Meta-Learning Strategies through Value Maximization in Neural Networks
Rodrigo Carrasco-Davis, Javier Masís, Andrew M. Saxe
TL;DR
The paper presents Learning Effort, a normative framework for meta-learning that maximizes discounted cumulative learning performance using a time-varying control signal g(t). By applying tractable deep linear network models and gradient-flow dynamics, it derives optimal intervention strategies across curricula, engagement, and neuromodulation-like gain signals, linking them to cognitive-control theories such as the Expected Value of Control.

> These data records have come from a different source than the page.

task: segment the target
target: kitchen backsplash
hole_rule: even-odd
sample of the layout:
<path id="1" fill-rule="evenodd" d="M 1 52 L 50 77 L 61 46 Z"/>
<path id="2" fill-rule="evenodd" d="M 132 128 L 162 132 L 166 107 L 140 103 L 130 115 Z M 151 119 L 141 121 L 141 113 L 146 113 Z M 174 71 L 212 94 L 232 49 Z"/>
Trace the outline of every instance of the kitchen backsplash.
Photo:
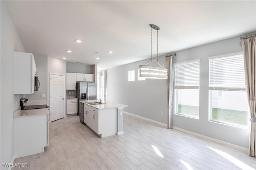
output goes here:
<path id="1" fill-rule="evenodd" d="M 67 90 L 67 96 L 76 96 L 76 90 Z"/>

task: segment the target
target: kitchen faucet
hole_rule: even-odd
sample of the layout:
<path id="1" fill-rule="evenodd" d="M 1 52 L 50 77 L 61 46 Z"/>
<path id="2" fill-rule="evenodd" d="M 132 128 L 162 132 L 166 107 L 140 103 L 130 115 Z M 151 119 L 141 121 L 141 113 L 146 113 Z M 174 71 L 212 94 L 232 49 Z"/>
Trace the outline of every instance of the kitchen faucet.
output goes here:
<path id="1" fill-rule="evenodd" d="M 95 99 L 96 100 L 97 100 L 99 102 L 100 102 L 100 103 L 102 103 L 102 100 L 100 98 L 99 98 L 100 99 L 100 100 L 97 99 Z"/>

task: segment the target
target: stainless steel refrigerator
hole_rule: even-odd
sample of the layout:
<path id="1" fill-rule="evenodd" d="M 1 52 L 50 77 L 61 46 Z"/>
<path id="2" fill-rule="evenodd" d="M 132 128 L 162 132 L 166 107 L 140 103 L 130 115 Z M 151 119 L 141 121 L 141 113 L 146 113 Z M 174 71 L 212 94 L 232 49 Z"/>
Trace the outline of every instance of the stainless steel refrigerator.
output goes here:
<path id="1" fill-rule="evenodd" d="M 76 87 L 78 100 L 94 100 L 97 98 L 97 83 L 77 82 Z"/>

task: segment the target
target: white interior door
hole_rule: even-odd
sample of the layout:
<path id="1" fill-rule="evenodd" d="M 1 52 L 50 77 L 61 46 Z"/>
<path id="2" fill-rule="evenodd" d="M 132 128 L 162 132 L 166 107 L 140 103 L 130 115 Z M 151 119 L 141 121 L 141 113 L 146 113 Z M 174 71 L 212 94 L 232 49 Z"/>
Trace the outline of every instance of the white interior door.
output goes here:
<path id="1" fill-rule="evenodd" d="M 50 74 L 50 121 L 64 117 L 64 76 Z"/>

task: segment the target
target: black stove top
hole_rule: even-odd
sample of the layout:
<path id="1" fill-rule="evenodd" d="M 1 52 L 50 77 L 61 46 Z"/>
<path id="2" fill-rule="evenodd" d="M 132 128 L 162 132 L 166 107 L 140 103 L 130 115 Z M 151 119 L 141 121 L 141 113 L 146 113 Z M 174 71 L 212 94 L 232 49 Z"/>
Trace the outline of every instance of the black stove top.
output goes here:
<path id="1" fill-rule="evenodd" d="M 47 105 L 42 104 L 41 105 L 26 106 L 24 107 L 24 110 L 28 109 L 44 109 L 47 108 Z"/>

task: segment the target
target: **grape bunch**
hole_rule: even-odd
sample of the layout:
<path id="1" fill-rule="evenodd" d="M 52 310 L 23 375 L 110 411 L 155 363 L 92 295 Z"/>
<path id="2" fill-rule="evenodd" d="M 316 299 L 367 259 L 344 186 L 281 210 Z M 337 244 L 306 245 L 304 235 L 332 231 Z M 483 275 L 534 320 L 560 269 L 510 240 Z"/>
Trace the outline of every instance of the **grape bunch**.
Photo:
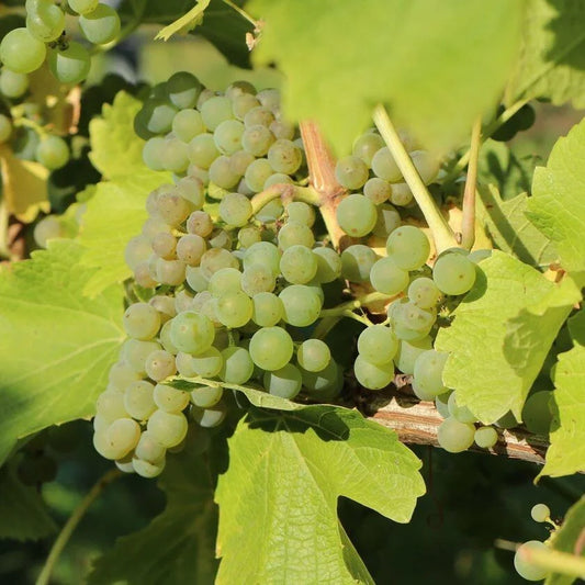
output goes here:
<path id="1" fill-rule="evenodd" d="M 90 53 L 66 35 L 67 14 L 78 18 L 82 36 L 93 45 L 106 45 L 120 33 L 117 12 L 98 0 L 26 0 L 25 10 L 25 26 L 13 29 L 0 43 L 0 61 L 10 71 L 0 89 L 4 93 L 4 93 L 8 97 L 24 91 L 26 74 L 38 69 L 45 60 L 61 83 L 79 83 L 88 77 Z"/>

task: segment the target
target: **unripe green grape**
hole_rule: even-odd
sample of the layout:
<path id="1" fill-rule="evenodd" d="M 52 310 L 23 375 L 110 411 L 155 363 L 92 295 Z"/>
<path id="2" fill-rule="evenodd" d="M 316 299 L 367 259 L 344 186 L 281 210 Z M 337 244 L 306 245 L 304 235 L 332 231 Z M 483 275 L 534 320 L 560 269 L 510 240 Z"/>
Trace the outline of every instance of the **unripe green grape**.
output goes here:
<path id="1" fill-rule="evenodd" d="M 45 43 L 27 29 L 13 29 L 0 43 L 0 60 L 15 74 L 30 74 L 43 65 L 46 56 Z"/>
<path id="2" fill-rule="evenodd" d="M 350 282 L 365 282 L 378 256 L 369 246 L 355 244 L 341 252 L 341 275 Z"/>
<path id="3" fill-rule="evenodd" d="M 345 198 L 337 206 L 336 213 L 339 227 L 352 237 L 369 234 L 378 220 L 375 205 L 361 193 Z"/>
<path id="4" fill-rule="evenodd" d="M 83 81 L 91 67 L 91 57 L 88 49 L 69 41 L 65 49 L 50 49 L 47 57 L 48 68 L 61 83 L 79 83 Z"/>
<path id="5" fill-rule="evenodd" d="M 250 339 L 250 358 L 262 370 L 279 370 L 291 361 L 293 355 L 291 336 L 282 327 L 265 327 Z"/>
<path id="6" fill-rule="evenodd" d="M 286 363 L 278 370 L 265 372 L 262 381 L 270 394 L 291 401 L 301 392 L 303 376 L 299 368 Z"/>
<path id="7" fill-rule="evenodd" d="M 35 157 L 49 170 L 60 169 L 69 161 L 69 147 L 59 136 L 46 136 L 38 143 Z"/>

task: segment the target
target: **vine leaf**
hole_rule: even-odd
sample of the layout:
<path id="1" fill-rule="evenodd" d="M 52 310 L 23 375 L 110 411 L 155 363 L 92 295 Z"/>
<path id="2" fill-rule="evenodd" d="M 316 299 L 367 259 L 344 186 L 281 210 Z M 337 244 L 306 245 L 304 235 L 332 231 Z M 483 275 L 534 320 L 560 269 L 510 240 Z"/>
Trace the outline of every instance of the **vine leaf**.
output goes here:
<path id="1" fill-rule="evenodd" d="M 216 491 L 220 585 L 373 583 L 339 525 L 338 497 L 407 522 L 425 493 L 420 461 L 356 410 L 252 409 L 228 445 Z"/>
<path id="2" fill-rule="evenodd" d="M 473 289 L 454 311 L 450 327 L 436 340 L 451 355 L 443 381 L 484 424 L 522 405 L 561 325 L 581 293 L 561 285 L 502 251 L 477 270 Z"/>
<path id="3" fill-rule="evenodd" d="M 572 0 L 527 2 L 522 44 L 506 88 L 506 102 L 545 98 L 585 108 L 585 4 Z"/>
<path id="4" fill-rule="evenodd" d="M 346 153 L 378 102 L 428 147 L 466 138 L 505 86 L 524 3 L 495 0 L 486 11 L 475 2 L 362 0 L 350 10 L 335 0 L 251 0 L 246 9 L 266 22 L 252 60 L 277 63 L 286 76 L 286 116 L 317 120 Z"/>
<path id="5" fill-rule="evenodd" d="M 88 584 L 212 585 L 217 571 L 212 477 L 210 464 L 198 452 L 196 438 L 169 457 L 158 482 L 167 507 L 146 528 L 120 538 L 100 556 Z"/>
<path id="6" fill-rule="evenodd" d="M 23 485 L 11 464 L 0 469 L 0 539 L 40 539 L 57 526 L 35 487 Z"/>
<path id="7" fill-rule="evenodd" d="M 203 12 L 210 5 L 211 0 L 198 0 L 198 3 L 180 19 L 161 29 L 155 36 L 155 41 L 168 41 L 178 32 L 188 33 L 203 21 Z"/>
<path id="8" fill-rule="evenodd" d="M 585 547 L 583 547 L 584 527 L 585 496 L 576 504 L 573 504 L 566 511 L 561 528 L 553 532 L 550 538 L 552 548 L 556 551 L 585 556 Z M 547 577 L 544 585 L 571 585 L 574 582 L 575 577 L 573 576 L 553 573 Z"/>
<path id="9" fill-rule="evenodd" d="M 528 218 L 554 243 L 561 266 L 585 284 L 585 120 L 554 145 L 547 167 L 538 167 Z"/>
<path id="10" fill-rule="evenodd" d="M 0 271 L 0 463 L 20 437 L 91 415 L 125 338 L 122 288 L 85 297 L 80 256 L 54 240 Z"/>
<path id="11" fill-rule="evenodd" d="M 540 475 L 585 471 L 585 310 L 569 320 L 574 347 L 561 353 L 554 369 L 551 446 Z"/>

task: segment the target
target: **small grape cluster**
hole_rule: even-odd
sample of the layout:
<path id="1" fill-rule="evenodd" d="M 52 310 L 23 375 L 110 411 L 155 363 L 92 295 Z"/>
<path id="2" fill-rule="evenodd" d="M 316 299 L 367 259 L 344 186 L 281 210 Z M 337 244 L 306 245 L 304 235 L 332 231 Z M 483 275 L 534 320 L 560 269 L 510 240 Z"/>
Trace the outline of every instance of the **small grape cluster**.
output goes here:
<path id="1" fill-rule="evenodd" d="M 89 74 L 89 50 L 65 34 L 66 14 L 78 16 L 83 37 L 94 45 L 105 45 L 120 33 L 120 16 L 98 0 L 26 0 L 26 25 L 13 29 L 0 43 L 0 60 L 13 75 L 26 75 L 45 60 L 61 83 L 79 83 Z M 22 77 L 10 81 L 12 88 L 24 83 Z"/>

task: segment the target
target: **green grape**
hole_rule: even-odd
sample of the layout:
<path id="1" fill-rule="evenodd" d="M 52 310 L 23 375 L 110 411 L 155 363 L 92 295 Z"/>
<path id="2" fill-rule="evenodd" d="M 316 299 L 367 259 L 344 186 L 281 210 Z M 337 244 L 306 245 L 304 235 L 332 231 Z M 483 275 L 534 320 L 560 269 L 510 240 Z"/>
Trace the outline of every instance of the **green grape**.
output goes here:
<path id="1" fill-rule="evenodd" d="M 238 259 L 225 248 L 212 248 L 201 257 L 201 270 L 206 279 L 222 268 L 239 268 Z M 246 265 L 244 265 L 246 266 Z"/>
<path id="2" fill-rule="evenodd" d="M 284 307 L 283 319 L 295 327 L 315 323 L 320 313 L 322 299 L 311 286 L 291 284 L 279 295 Z"/>
<path id="3" fill-rule="evenodd" d="M 214 296 L 241 291 L 241 272 L 236 268 L 222 268 L 209 282 L 207 290 Z"/>
<path id="4" fill-rule="evenodd" d="M 413 164 L 425 184 L 432 182 L 439 172 L 439 161 L 432 158 L 426 150 L 413 150 L 408 153 Z"/>
<path id="5" fill-rule="evenodd" d="M 291 361 L 293 355 L 291 336 L 282 327 L 265 327 L 250 339 L 250 358 L 262 370 L 279 370 Z"/>
<path id="6" fill-rule="evenodd" d="M 191 402 L 199 408 L 212 408 L 223 395 L 222 386 L 198 386 L 191 391 Z"/>
<path id="7" fill-rule="evenodd" d="M 335 177 L 339 184 L 350 191 L 362 188 L 368 180 L 368 166 L 357 156 L 340 158 L 335 166 Z"/>
<path id="8" fill-rule="evenodd" d="M 284 175 L 293 175 L 303 162 L 301 149 L 293 142 L 282 138 L 270 145 L 267 158 L 274 172 Z"/>
<path id="9" fill-rule="evenodd" d="M 213 220 L 205 211 L 194 211 L 187 218 L 187 230 L 206 238 L 213 232 Z"/>
<path id="10" fill-rule="evenodd" d="M 413 280 L 408 286 L 408 299 L 420 308 L 432 308 L 441 300 L 441 291 L 432 279 L 421 277 Z"/>
<path id="11" fill-rule="evenodd" d="M 323 284 L 333 282 L 341 275 L 341 257 L 333 249 L 322 246 L 313 249 L 317 259 L 315 279 Z"/>
<path id="12" fill-rule="evenodd" d="M 274 114 L 270 110 L 259 105 L 258 108 L 252 108 L 246 112 L 244 124 L 247 128 L 257 125 L 266 126 L 268 128 L 274 120 Z"/>
<path id="13" fill-rule="evenodd" d="M 134 449 L 134 454 L 138 459 L 149 461 L 150 463 L 156 463 L 157 461 L 160 461 L 165 458 L 166 453 L 167 449 L 165 448 L 165 446 L 158 442 L 157 439 L 153 437 L 153 434 L 148 430 L 145 430 L 140 435 L 140 439 L 138 440 L 138 443 Z"/>
<path id="14" fill-rule="evenodd" d="M 220 378 L 229 384 L 245 384 L 254 373 L 254 362 L 243 347 L 228 347 L 222 351 L 224 363 Z"/>
<path id="15" fill-rule="evenodd" d="M 127 339 L 124 341 L 121 358 L 138 374 L 146 374 L 144 368 L 146 358 L 160 345 L 157 341 L 140 341 L 139 339 Z"/>
<path id="16" fill-rule="evenodd" d="M 153 413 L 146 429 L 153 439 L 170 449 L 177 447 L 187 436 L 188 423 L 182 413 L 167 413 L 157 409 Z"/>
<path id="17" fill-rule="evenodd" d="M 160 315 L 146 303 L 135 303 L 126 308 L 124 329 L 134 339 L 151 339 L 160 327 Z"/>
<path id="18" fill-rule="evenodd" d="M 280 259 L 280 271 L 292 284 L 305 284 L 317 272 L 317 257 L 306 246 L 290 246 Z"/>
<path id="19" fill-rule="evenodd" d="M 252 215 L 250 200 L 240 193 L 227 193 L 220 202 L 220 217 L 228 225 L 241 227 Z"/>
<path id="20" fill-rule="evenodd" d="M 61 35 L 65 13 L 52 0 L 37 0 L 26 13 L 26 29 L 34 37 L 49 43 Z"/>
<path id="21" fill-rule="evenodd" d="M 270 241 L 258 241 L 252 244 L 244 254 L 244 270 L 255 266 L 262 265 L 277 277 L 280 273 L 280 252 L 279 249 Z"/>
<path id="22" fill-rule="evenodd" d="M 549 575 L 549 572 L 542 566 L 531 563 L 528 559 L 525 559 L 525 554 L 529 554 L 530 551 L 548 550 L 547 544 L 540 542 L 540 540 L 529 540 L 524 544 L 520 544 L 514 555 L 514 567 L 518 575 L 526 581 L 542 581 Z"/>
<path id="23" fill-rule="evenodd" d="M 215 328 L 205 315 L 185 311 L 168 323 L 170 323 L 170 339 L 179 351 L 201 353 L 213 344 Z"/>
<path id="24" fill-rule="evenodd" d="M 213 133 L 215 146 L 222 155 L 233 155 L 241 149 L 244 124 L 237 120 L 224 120 Z"/>
<path id="25" fill-rule="evenodd" d="M 367 327 L 358 337 L 358 352 L 370 363 L 389 363 L 397 350 L 398 340 L 394 331 L 385 325 Z"/>
<path id="26" fill-rule="evenodd" d="M 68 0 L 69 8 L 78 14 L 93 12 L 98 8 L 99 0 Z"/>
<path id="27" fill-rule="evenodd" d="M 536 435 L 548 435 L 552 423 L 550 403 L 552 392 L 535 392 L 528 396 L 522 407 L 522 420 L 526 428 Z"/>
<path id="28" fill-rule="evenodd" d="M 15 74 L 30 74 L 43 65 L 47 49 L 45 43 L 27 29 L 13 29 L 0 43 L 0 60 Z"/>
<path id="29" fill-rule="evenodd" d="M 155 385 L 146 380 L 138 380 L 126 387 L 124 392 L 124 408 L 132 418 L 146 420 L 155 410 L 153 400 Z"/>
<path id="30" fill-rule="evenodd" d="M 464 294 L 475 282 L 475 265 L 459 252 L 446 252 L 432 267 L 432 280 L 445 294 Z"/>
<path id="31" fill-rule="evenodd" d="M 166 384 L 157 384 L 153 396 L 156 406 L 166 413 L 180 413 L 189 404 L 189 393 Z"/>
<path id="32" fill-rule="evenodd" d="M 191 417 L 203 428 L 213 428 L 221 425 L 227 414 L 227 408 L 223 402 L 210 408 L 193 408 Z"/>
<path id="33" fill-rule="evenodd" d="M 157 477 L 165 470 L 165 459 L 157 461 L 156 463 L 150 463 L 149 461 L 144 461 L 137 457 L 132 458 L 132 468 L 140 476 L 146 479 Z"/>
<path id="34" fill-rule="evenodd" d="M 307 225 L 291 221 L 280 228 L 278 240 L 281 250 L 296 245 L 312 248 L 315 244 L 315 236 Z"/>
<path id="35" fill-rule="evenodd" d="M 177 241 L 177 258 L 185 265 L 199 266 L 205 251 L 205 240 L 196 234 L 187 234 Z"/>
<path id="36" fill-rule="evenodd" d="M 303 376 L 299 368 L 286 363 L 278 370 L 265 372 L 262 381 L 270 394 L 291 401 L 301 392 Z"/>
<path id="37" fill-rule="evenodd" d="M 547 504 L 536 504 L 530 510 L 530 516 L 535 522 L 545 522 L 551 517 L 551 509 Z"/>
<path id="38" fill-rule="evenodd" d="M 389 258 L 403 270 L 417 270 L 427 261 L 430 244 L 421 229 L 403 225 L 387 237 L 386 251 Z"/>
<path id="39" fill-rule="evenodd" d="M 384 294 L 394 295 L 406 290 L 408 280 L 408 272 L 398 268 L 393 257 L 380 258 L 370 271 L 372 286 Z"/>
<path id="40" fill-rule="evenodd" d="M 277 281 L 269 267 L 252 265 L 244 269 L 241 273 L 241 290 L 248 296 L 256 296 L 262 292 L 272 292 Z"/>
<path id="41" fill-rule="evenodd" d="M 60 169 L 69 161 L 69 147 L 59 136 L 46 136 L 38 143 L 35 158 L 49 170 Z"/>
<path id="42" fill-rule="evenodd" d="M 0 71 L 0 93 L 10 99 L 21 98 L 29 89 L 29 77 L 16 74 L 7 67 Z"/>
<path id="43" fill-rule="evenodd" d="M 341 275 L 350 282 L 365 282 L 378 256 L 369 246 L 355 244 L 341 252 Z"/>
<path id="44" fill-rule="evenodd" d="M 260 327 L 272 327 L 284 316 L 282 301 L 271 292 L 259 292 L 252 297 L 251 318 Z"/>
<path id="45" fill-rule="evenodd" d="M 189 147 L 179 138 L 166 138 L 162 148 L 162 167 L 171 172 L 184 172 L 189 167 Z"/>
<path id="46" fill-rule="evenodd" d="M 474 441 L 482 449 L 491 449 L 497 442 L 497 430 L 494 427 L 480 427 L 475 430 Z"/>
<path id="47" fill-rule="evenodd" d="M 210 130 L 215 130 L 225 120 L 234 117 L 232 101 L 223 95 L 214 95 L 199 108 L 203 123 Z"/>
<path id="48" fill-rule="evenodd" d="M 373 156 L 383 147 L 384 139 L 380 134 L 367 132 L 353 143 L 352 154 L 353 156 L 361 158 L 368 167 L 371 167 Z"/>
<path id="49" fill-rule="evenodd" d="M 389 201 L 393 205 L 398 207 L 406 207 L 414 200 L 413 192 L 406 183 L 394 183 L 392 185 L 392 192 L 390 193 Z"/>
<path id="50" fill-rule="evenodd" d="M 448 389 L 442 383 L 442 371 L 448 357 L 446 352 L 430 349 L 416 359 L 413 390 L 420 400 L 435 400 L 439 394 L 447 392 Z"/>
<path id="51" fill-rule="evenodd" d="M 320 339 L 306 339 L 296 350 L 299 365 L 308 372 L 320 372 L 331 361 L 331 351 Z"/>
<path id="52" fill-rule="evenodd" d="M 475 437 L 475 427 L 471 423 L 461 423 L 455 418 L 446 418 L 437 430 L 439 445 L 450 453 L 466 451 Z"/>
<path id="53" fill-rule="evenodd" d="M 252 308 L 250 297 L 239 291 L 222 294 L 215 303 L 220 323 L 232 329 L 244 327 L 251 319 Z"/>
<path id="54" fill-rule="evenodd" d="M 396 165 L 387 146 L 383 146 L 380 150 L 376 150 L 372 157 L 372 170 L 376 177 L 391 183 L 397 183 L 404 180 L 401 169 Z"/>
<path id="55" fill-rule="evenodd" d="M 202 169 L 209 169 L 220 155 L 213 134 L 198 134 L 189 142 L 189 160 Z"/>
<path id="56" fill-rule="evenodd" d="M 145 370 L 148 378 L 155 382 L 160 382 L 177 373 L 175 356 L 165 349 L 157 349 L 146 358 Z"/>
<path id="57" fill-rule="evenodd" d="M 396 356 L 394 356 L 396 368 L 403 374 L 414 374 L 416 359 L 427 349 L 432 349 L 432 340 L 428 336 L 412 341 L 400 339 L 398 350 L 396 351 Z"/>
<path id="58" fill-rule="evenodd" d="M 165 89 L 171 103 L 184 110 L 194 108 L 203 86 L 194 75 L 187 71 L 178 71 L 169 77 L 165 83 Z"/>
<path id="59" fill-rule="evenodd" d="M 353 373 L 358 382 L 369 390 L 386 387 L 394 379 L 394 363 L 382 364 L 369 362 L 361 353 L 356 358 Z"/>
<path id="60" fill-rule="evenodd" d="M 452 418 L 455 420 L 459 420 L 460 423 L 475 423 L 477 418 L 475 418 L 475 415 L 466 407 L 466 406 L 459 406 L 457 404 L 457 393 L 453 392 L 449 396 L 449 402 L 447 403 L 449 407 L 449 414 Z"/>
<path id="61" fill-rule="evenodd" d="M 252 109 L 260 105 L 256 97 L 249 93 L 241 93 L 232 99 L 232 111 L 237 120 L 244 121 L 246 114 Z"/>
<path id="62" fill-rule="evenodd" d="M 69 41 L 65 49 L 50 49 L 47 56 L 48 68 L 61 83 L 79 83 L 83 81 L 91 67 L 91 57 L 88 49 Z"/>
<path id="63" fill-rule="evenodd" d="M 238 184 L 240 176 L 229 166 L 229 157 L 218 156 L 210 166 L 210 182 L 222 189 L 233 189 Z"/>
<path id="64" fill-rule="evenodd" d="M 368 179 L 363 185 L 363 194 L 374 204 L 380 205 L 390 198 L 392 193 L 392 187 L 384 179 L 380 177 L 373 177 Z"/>
<path id="65" fill-rule="evenodd" d="M 365 236 L 373 229 L 376 220 L 375 205 L 361 193 L 348 195 L 337 206 L 339 227 L 349 236 Z"/>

Key findings reveal that allocating more learning effort to easier aspects early, then sustaining focus on harder aspects, improves long-term performance; the framework also recasts MAML and bilevel optimization within a value-maximization perspective and demonstrates benefits for continual learning and task switching. Across single neurons, two-layer linear nets, and multiple meta-learning tasks, the approach provides a principled, testable account of normative learning interventions with potential neural implementations. The work offers a tractable foundation for studying how interventions can enhance learning trajectories in both artificial and biological agents, grounded in a formal connection to cognitive control and neuromodulatory mechanisms.
Abstract
Biological and artificial learning agents face numerous choices about how to learn, ranging from hyperparameter selection to aspects of task distributions like curricula. Understanding how to make these meta-learning choices could offer normative accounts of cognitive control functions in biological learners and improve engineered systems. Yet optimal strategies remain challenging to compute in modern deep networks due to the complexity of optimizing through the entire learning process. Here we theoretically investigate optimal strategies in a tractable setting. We present a learning effort framework capable of efficiently optimizing control signals on a fully normative objective: discounted cumulative performance throughout learning. We obtain computational tractability by using average dynamical equations for gradient descent, available for simple neural network architectures. Our framework accommodates a range of meta-learning and automatic curriculum learning methods in a unified normative setting. We apply this framework to investigate the effect of approximations in common meta-learning algorithms; infer aspects of optimal curricula; and compute optimal neuronal resource allocation in a continual learning setting. Across settings, we find that control effort is most beneficial when applied to easier aspects of a task early in learning; followed by sustained effort on harder aspects. Overall, the learning effort framework provides a tractable theoretical test bed to study normative benefits of interventions in a variety of learning systems, as well as a formal account of optimal cognitive control strategies over learning trajectories posited by established theories in cognitive neuroscience.